Ex-Penn State Trustee Decries Secrecy, Demands Reform
PHILADELPHIA (AP) - Penn State's board of trustees is dominated by a few wealthy and well-connected insiders, demands permanent secrecy, silences dissent and is in dire need of reform, according to a scathing critical essay by a retired trustee seeking to return to the board.
The first installment of a three-part, 3,700-word treatise by Ben Novak, a 1965 Penn State graduate who served as an alumni trustee from 1988 to 2000, was published in the Centre Daily Times newspaper on Sunday. Novak paid for the advertising space to publish the series, which was scheduled to continue in the paper's Monday and Tuesday editions.
Novak said the board of trustees "has offered so little public leadership to the university" in the aftermath of the scandal that erupted two months ago when former assistant football coach Jerry Sandusky was arrested on child molestation charges. Two Penn State administrators were charged with lying to a grand jury and failing to properly report child abuse allegations. All three have denied the accusations.
The scandal led to the ouster of university President Graham Spanier and the firing of venerable football coach Joe Paterno, a decision by the trustees that triggered rioting in downtown State College and produced dozens of criminal charges.
Novak told The Associated Press in a telephone interview that his top priority as a trustee would be to "pass a resolution annulling Joe Paterno's firing and bring him back into the Penn State family."
After that, he would seek to create a more open and equal board by dismantling procedural rules he says stifle dissenting opinions.
"There's always going to be some leaders and some followers, but when people want to speak out, you've got to let them," he said.
The rules of the board put decision-making power in the hands of a select few trustees and the university president and prevent faculty and students from contacting trustees individually, Novak said. After the board acts, the rules also require every trustee to refrain from publicly commenting on the group's decisions without approval of the board chair, he said.
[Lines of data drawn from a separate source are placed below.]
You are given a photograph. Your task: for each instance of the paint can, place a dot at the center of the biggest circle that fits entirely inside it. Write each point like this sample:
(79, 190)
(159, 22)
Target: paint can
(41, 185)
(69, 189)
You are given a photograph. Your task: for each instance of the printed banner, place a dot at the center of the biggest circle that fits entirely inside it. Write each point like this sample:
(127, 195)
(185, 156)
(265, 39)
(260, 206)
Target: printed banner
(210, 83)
"The simple truth is that it is not simply one bad apple that has brought about the humiliating situation we face," Novak wrote. "Rather, it is the way the board of trustees has structured the whole governance of the university that has made this scandal not only possible but almost inevitable."
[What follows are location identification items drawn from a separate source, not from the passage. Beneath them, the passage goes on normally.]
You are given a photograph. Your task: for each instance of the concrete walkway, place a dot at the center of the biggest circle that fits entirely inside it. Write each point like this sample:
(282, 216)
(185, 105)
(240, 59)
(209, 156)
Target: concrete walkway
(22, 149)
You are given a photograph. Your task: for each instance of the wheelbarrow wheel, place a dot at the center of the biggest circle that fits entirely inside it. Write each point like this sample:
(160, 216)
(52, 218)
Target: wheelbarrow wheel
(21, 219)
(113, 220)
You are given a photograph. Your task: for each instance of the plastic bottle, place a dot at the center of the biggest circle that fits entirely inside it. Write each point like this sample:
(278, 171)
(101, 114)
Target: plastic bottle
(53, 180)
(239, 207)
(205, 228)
Of the 48-member board, Novak said, about 20 trustees are generally kept out of decision-making processes and "receive information about meeting agendas a few days before each meeting and are expected to approve whatever is on them."
Novak said he fell into that group during his 12 years as a trustee.
"I came onto the board thinking that it was a deliberative body such as one reads about in civics books," he said in his essay. "It is not."
A message left for a university spokesman seeking comment wasn't immediately returned.